Déjà en 1972, au sein d’un comité d’étudiants, nous avions commencé à nous battre et à manifester pour une telle révolution. Mais ce n’était pas encore le moment. En 1977, du 17 au 19 janvier, le grand soulèvement populaire contre l’augmentation du prix du pain et autres biens de première nécessité a été un moment clé de cette longue lutte, durant laquelle j’ai été arrêté vingt et une fois, sous les régimes de Sadate, puis de Moubarak.

Depuis 1977, seule était autorisée la fédération syndicale contrôlée par le pouvoir (ETUF **), c’était impossible de créer un nouveau syndicat. Dans le secteur public, la pression était particulièrement forte de la part de l’Etat. En 2007, on a fait un premier pas, en organisant un groupe de travailleurs et en lançant une grève. La réponse a été très positive, plus de 50.000 travailleurs ont participé. On a établi 29 comités de grèves, dans chaque gouvernorat, et un comité de coordination ici au Caire. Historiquement, nous étions les premiers employés du secteur public à faire grève en dehors du lieu de travail et nous avons marché vers le bâtiment du parlement.
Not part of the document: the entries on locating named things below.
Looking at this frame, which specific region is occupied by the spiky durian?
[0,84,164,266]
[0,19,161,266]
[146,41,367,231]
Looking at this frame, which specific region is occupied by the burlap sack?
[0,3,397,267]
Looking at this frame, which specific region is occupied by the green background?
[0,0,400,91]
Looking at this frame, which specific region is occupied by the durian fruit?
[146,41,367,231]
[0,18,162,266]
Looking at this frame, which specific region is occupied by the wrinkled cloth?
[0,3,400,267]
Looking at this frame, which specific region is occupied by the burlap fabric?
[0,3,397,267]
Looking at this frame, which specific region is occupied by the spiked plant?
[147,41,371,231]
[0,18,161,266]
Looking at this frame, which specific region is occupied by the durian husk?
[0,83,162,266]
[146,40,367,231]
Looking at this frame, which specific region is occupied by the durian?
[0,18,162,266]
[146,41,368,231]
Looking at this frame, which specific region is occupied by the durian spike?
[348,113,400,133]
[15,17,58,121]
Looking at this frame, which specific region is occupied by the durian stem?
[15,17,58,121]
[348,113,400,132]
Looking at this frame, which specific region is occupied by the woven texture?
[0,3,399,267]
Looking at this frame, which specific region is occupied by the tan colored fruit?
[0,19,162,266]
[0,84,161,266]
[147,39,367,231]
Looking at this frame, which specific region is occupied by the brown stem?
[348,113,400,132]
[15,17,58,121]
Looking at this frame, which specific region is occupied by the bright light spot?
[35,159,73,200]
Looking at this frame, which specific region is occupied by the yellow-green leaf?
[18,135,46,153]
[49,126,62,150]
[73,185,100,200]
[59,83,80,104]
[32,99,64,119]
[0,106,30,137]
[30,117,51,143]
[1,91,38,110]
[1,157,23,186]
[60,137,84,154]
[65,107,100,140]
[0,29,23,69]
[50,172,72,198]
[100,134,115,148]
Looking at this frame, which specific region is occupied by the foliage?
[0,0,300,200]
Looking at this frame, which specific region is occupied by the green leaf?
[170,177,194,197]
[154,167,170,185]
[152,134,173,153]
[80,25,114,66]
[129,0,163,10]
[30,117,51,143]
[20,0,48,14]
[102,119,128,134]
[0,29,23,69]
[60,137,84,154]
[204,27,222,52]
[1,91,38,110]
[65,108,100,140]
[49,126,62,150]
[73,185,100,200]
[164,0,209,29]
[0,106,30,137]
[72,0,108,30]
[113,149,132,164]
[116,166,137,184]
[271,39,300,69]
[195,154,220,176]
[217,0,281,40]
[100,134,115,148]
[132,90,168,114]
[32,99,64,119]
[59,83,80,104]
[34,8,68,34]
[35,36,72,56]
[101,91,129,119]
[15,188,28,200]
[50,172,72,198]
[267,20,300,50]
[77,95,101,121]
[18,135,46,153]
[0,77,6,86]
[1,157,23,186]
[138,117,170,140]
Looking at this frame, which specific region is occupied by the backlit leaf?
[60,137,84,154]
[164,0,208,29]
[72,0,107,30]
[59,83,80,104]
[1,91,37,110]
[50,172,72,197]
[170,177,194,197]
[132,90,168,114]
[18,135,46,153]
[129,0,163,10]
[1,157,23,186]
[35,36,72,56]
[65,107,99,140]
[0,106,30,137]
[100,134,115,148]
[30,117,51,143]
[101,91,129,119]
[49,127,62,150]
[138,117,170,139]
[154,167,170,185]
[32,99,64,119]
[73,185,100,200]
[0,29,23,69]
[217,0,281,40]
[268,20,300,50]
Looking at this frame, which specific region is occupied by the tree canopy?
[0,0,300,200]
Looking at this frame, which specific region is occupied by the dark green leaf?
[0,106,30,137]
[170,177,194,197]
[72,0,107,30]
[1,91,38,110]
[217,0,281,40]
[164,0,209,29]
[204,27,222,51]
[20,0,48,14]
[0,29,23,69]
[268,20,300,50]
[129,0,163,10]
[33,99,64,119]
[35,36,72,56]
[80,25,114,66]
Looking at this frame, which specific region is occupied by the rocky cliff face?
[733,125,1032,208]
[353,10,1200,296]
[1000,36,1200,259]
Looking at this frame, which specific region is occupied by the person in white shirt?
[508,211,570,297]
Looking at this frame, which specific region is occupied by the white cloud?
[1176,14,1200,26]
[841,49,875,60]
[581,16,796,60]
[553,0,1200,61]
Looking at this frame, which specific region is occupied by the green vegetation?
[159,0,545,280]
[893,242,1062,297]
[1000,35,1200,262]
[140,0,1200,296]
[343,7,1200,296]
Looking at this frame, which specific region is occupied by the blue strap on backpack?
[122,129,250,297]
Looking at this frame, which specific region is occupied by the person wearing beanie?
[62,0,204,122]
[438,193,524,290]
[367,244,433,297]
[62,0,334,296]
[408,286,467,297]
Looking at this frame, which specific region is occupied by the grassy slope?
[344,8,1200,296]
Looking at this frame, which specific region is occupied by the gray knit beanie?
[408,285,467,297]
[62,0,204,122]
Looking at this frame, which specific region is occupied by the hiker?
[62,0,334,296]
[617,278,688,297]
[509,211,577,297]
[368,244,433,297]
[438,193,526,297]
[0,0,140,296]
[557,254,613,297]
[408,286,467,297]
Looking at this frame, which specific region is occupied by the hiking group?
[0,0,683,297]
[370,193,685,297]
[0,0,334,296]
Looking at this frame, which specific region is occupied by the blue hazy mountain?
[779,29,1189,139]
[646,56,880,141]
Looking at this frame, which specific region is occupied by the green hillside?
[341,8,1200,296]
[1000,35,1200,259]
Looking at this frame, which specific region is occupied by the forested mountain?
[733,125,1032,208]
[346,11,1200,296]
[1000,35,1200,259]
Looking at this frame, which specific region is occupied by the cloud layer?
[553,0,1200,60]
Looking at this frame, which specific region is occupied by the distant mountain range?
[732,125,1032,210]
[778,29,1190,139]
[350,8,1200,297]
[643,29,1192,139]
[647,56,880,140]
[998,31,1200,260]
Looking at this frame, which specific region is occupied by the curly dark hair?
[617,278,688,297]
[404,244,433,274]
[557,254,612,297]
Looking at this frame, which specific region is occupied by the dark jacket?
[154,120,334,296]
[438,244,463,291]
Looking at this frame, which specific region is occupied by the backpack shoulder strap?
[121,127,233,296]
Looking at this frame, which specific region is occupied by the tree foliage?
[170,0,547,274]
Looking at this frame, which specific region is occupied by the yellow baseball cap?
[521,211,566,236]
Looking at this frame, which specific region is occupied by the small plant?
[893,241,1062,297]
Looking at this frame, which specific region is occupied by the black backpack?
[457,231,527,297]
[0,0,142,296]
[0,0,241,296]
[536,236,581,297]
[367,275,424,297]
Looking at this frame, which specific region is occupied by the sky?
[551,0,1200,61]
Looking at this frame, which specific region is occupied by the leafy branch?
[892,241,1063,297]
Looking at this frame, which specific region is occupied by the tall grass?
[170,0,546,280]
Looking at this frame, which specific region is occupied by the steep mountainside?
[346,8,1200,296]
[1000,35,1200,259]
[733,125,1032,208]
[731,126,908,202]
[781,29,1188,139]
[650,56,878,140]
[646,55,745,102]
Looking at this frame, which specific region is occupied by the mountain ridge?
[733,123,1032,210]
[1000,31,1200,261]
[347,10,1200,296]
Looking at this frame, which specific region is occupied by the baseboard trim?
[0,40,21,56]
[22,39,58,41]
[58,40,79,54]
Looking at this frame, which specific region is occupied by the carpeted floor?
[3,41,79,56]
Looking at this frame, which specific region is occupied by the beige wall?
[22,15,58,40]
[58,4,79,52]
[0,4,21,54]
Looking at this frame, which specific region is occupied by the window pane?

Le ministre des Finances a finalement cédé à nos revendications et nous avons obtenu des augmentations salariales et de meilleures possibilités d’avancement. Après le succès de cette grève, nous avons discuté avec les comités de grève, général et locaux, et tous ont accepté de se transformer en syndicats, dans toutes les régions. L’ETUF, qui avait demandé au ministre des Finances d’ignorer les demandes des grévistes, a ensuite introduit une plainte contre notre syndicat nous accusant d’illégalité en 2009. Notre bureau a été fermé et j’ai été arrêté par la sécurité intérieure. Je me suis défendu moi-même pendant des heures en invoquant le droit garanti par la Constitution d’établir librement un syndicat, conformément à la Convention de l’OIT sur la liberté d’association ratifiée par l’Egypte, suite à quoi le juge a abandonné mon cas. Durant mon procès, des membres du syndicat manifestaient devant le bâtiment où j’étais enfermé, sans quoi j’y serais resté bien plus longtemps. La direction d’ETUF qui fait partie du comité politique du NDP, le parti de Moubarak, avec des membres au parlement, a utilisé toute sa puissance pour pousser les travailleurs à se désaffilier de RETA. Certains ont été mutés, ont subi des déductions de salaire en représailles, ont été dégradés. L’ETUF a aussi formé un syndicat concurrent dans notre secteur où elle n’en avait pas, en toute illégalité. Malgré toutes ces difficultés, RETA compte 41.000 employés membres, dans tout le pays, sur un total de 48.000 employés dans ce secteur. C’est un très haut taux de représentativité.

l’ETUF a toutefois continué aussi à contraindre les membres de RETA à une déduction de cotisation automatique en sa faveur. Après une série de protestations, 6.000 de nos membres ont pu échapper à cette obligation, mais la majorité des autres y sont toujours contraints aujourd’hui.

Votre critique est radicale à l’égard de l’attitude de l’ETUF lorsque la révolution a éclaté ?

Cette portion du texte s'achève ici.